Which led to some things not quite turning out as I had planned. But hey, a girl just has to "go right on."

Joan was a huge church goer and made sure that I too was a church goer.  One time I asked her to get on that direct line to Jesus via her ever close rosary beads because I needed it to rain.

She said, "I've been praying for over 50 years for more rain. Less rain. No hail. Warmer days. Colder days. I think God is sick of hearing from me."

To which I said, "Now is not the time to stop!"

There are very few childhood memories that she is not in.

She was pool lifeguard in her white moomoo with giant red strawberry screen printed on the front, chocolate chip cookie baking director, jam maker from the raspberries we would go pick at Mrs. Petit's, totally responsible for my childhood obesity as grandma liked "goodies," crushed ice enthusiast, victim of the "fat free" marketing movement, expert sandwich maker (mine are never ever as good), recipe improvisor (which totally explains why I can never completely follow any recipe), out-to eat partner in crime, and so much more.      

I grew up next to her house on the farm and on Thanksgiving either later after everyone else had left or the next day she'd save the wish bone for me and her.  She said that when she was gone I'd miss her the most. We had a mutual admiration and closeness and I think she is probably right.

So this Thanksgiving save that wish bone and make a good wish.  

I am so excited to be "going right on" to the next season with more fruit options, more flowers, trying some new vegetable offerings and continued passion.

Thank you so very very! much for your support this season and Happy Thanksgiving!  


Wednesday, November 9, 2016

Sweet Potato Frosting

sweet potato frosting atop chocolate cake

Sweet potatoes are such a warm welcoming sign of fall/winter.  I pretty much keep mashed sweet potatoes in my fridge to heat up for lunch, dinner, or a warm snack.

I love to sneak veggies into places they're not normally found.  There are countless delicious and surprising (I consider this one pretty surprising) was to incorporate vegetables into what ever you're whipping up especially desserts.

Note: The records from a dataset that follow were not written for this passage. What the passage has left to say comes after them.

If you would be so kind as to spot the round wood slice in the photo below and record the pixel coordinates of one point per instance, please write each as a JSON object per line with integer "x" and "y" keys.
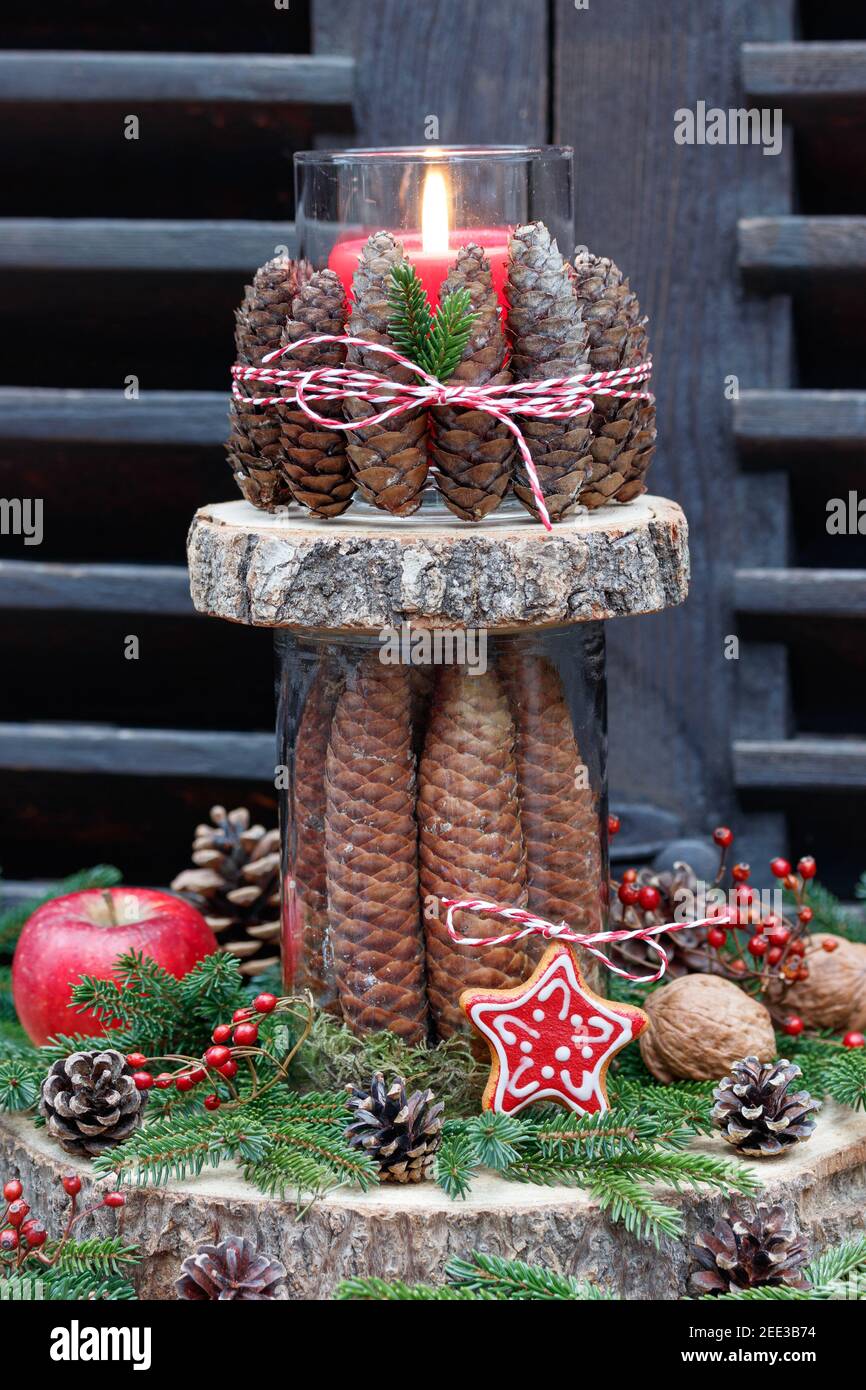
{"x": 363, "y": 571}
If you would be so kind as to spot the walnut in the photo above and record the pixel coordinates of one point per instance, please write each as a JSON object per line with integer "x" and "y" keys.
{"x": 834, "y": 995}
{"x": 699, "y": 1025}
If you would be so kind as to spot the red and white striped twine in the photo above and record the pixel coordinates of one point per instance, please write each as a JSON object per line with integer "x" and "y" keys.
{"x": 560, "y": 931}
{"x": 559, "y": 398}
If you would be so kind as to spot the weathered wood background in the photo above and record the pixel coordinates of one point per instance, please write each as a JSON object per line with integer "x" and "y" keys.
{"x": 123, "y": 259}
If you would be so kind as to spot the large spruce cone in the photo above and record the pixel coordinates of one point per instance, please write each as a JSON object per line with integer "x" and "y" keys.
{"x": 235, "y": 884}
{"x": 558, "y": 806}
{"x": 253, "y": 442}
{"x": 749, "y": 1248}
{"x": 401, "y": 1132}
{"x": 470, "y": 837}
{"x": 314, "y": 459}
{"x": 91, "y": 1101}
{"x": 371, "y": 858}
{"x": 623, "y": 431}
{"x": 549, "y": 339}
{"x": 231, "y": 1271}
{"x": 756, "y": 1112}
{"x": 471, "y": 449}
{"x": 389, "y": 460}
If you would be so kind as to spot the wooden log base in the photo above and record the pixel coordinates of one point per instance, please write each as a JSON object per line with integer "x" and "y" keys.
{"x": 364, "y": 570}
{"x": 410, "y": 1232}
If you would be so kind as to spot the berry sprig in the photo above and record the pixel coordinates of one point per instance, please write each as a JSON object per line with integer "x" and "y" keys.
{"x": 24, "y": 1237}
{"x": 234, "y": 1045}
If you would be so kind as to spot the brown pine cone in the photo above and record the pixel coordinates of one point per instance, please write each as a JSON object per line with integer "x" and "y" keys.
{"x": 623, "y": 431}
{"x": 253, "y": 444}
{"x": 371, "y": 855}
{"x": 558, "y": 806}
{"x": 314, "y": 459}
{"x": 549, "y": 339}
{"x": 470, "y": 837}
{"x": 471, "y": 449}
{"x": 389, "y": 460}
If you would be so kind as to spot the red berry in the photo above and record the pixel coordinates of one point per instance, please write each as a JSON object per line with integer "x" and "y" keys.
{"x": 17, "y": 1212}
{"x": 649, "y": 898}
{"x": 217, "y": 1055}
{"x": 36, "y": 1236}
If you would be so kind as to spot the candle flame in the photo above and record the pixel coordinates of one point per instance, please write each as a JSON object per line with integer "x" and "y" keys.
{"x": 434, "y": 214}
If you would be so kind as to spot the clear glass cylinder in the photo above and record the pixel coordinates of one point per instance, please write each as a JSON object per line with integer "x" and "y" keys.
{"x": 434, "y": 198}
{"x": 428, "y": 765}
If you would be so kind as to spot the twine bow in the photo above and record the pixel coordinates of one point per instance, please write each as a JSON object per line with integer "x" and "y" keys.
{"x": 560, "y": 931}
{"x": 559, "y": 398}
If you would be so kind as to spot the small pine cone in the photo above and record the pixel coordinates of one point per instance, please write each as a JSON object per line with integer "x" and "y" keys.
{"x": 755, "y": 1111}
{"x": 371, "y": 855}
{"x": 231, "y": 1269}
{"x": 470, "y": 837}
{"x": 389, "y": 460}
{"x": 253, "y": 444}
{"x": 623, "y": 431}
{"x": 749, "y": 1248}
{"x": 548, "y": 339}
{"x": 314, "y": 459}
{"x": 471, "y": 449}
{"x": 402, "y": 1133}
{"x": 91, "y": 1101}
{"x": 558, "y": 806}
{"x": 235, "y": 884}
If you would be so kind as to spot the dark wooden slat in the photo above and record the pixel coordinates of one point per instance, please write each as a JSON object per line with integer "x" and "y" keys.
{"x": 801, "y": 592}
{"x": 816, "y": 763}
{"x": 114, "y": 588}
{"x": 804, "y": 74}
{"x": 160, "y": 417}
{"x": 106, "y": 243}
{"x": 784, "y": 249}
{"x": 145, "y": 752}
{"x": 45, "y": 75}
{"x": 799, "y": 421}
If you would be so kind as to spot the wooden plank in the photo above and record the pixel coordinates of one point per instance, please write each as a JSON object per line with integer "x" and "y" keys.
{"x": 159, "y": 417}
{"x": 67, "y": 75}
{"x": 109, "y": 243}
{"x": 786, "y": 249}
{"x": 801, "y": 592}
{"x": 802, "y": 75}
{"x": 143, "y": 752}
{"x": 667, "y": 214}
{"x": 799, "y": 423}
{"x": 95, "y": 588}
{"x": 788, "y": 765}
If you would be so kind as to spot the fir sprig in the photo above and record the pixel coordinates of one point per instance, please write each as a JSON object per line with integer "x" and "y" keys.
{"x": 435, "y": 342}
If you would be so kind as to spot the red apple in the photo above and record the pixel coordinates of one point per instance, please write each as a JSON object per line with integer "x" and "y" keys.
{"x": 85, "y": 933}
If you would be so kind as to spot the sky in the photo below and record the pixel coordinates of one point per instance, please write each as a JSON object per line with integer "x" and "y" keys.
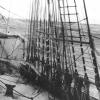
{"x": 21, "y": 8}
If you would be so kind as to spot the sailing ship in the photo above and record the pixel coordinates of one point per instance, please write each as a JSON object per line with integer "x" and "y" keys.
{"x": 60, "y": 55}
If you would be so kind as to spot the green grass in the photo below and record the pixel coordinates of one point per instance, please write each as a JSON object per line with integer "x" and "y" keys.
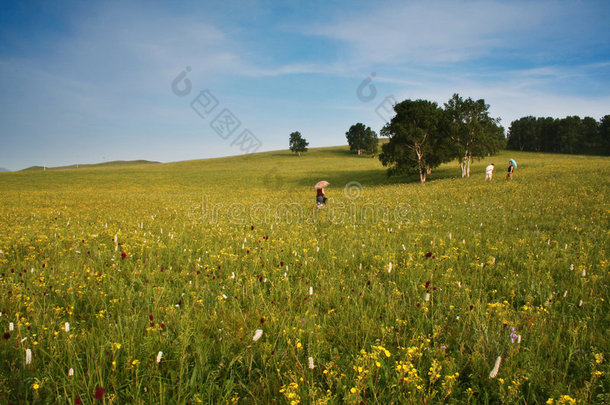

This sweet potato frosting is rich and thick and everything that frosting on a piece of tender cake should be.

Sweet Potato Frosting

1 cup mashed and smooth sweet potato
4 oz. semi sweet baking chocolate (1 bar)
1 1/2 cups confectioners sugar
1/2 tsp. vanilla
1/2 tsp cinnamon
1 tbsp butter
1 tbsp milk (optional if it's too thick)

(this recipe is enough for 1 9x9 round single layer cake) 

Bake 1-2 sweet potatoes until they are extra knife tender. Peel your potatoes and mash. Measure out 1 cup. Add chopped semi sweet chocolate, butter and sweet potato to a pot on the stove. Stir continuously as the chocolate melts.  Let the chocolate sweet potato cool for an hour.

Grab a hand held mixer and whip together sweet potatoes, confectioners sugar, vanilla, and cinnamon. Top a cake or cupcakes and you don't even have to share that the frosting is made from sweet potatoes!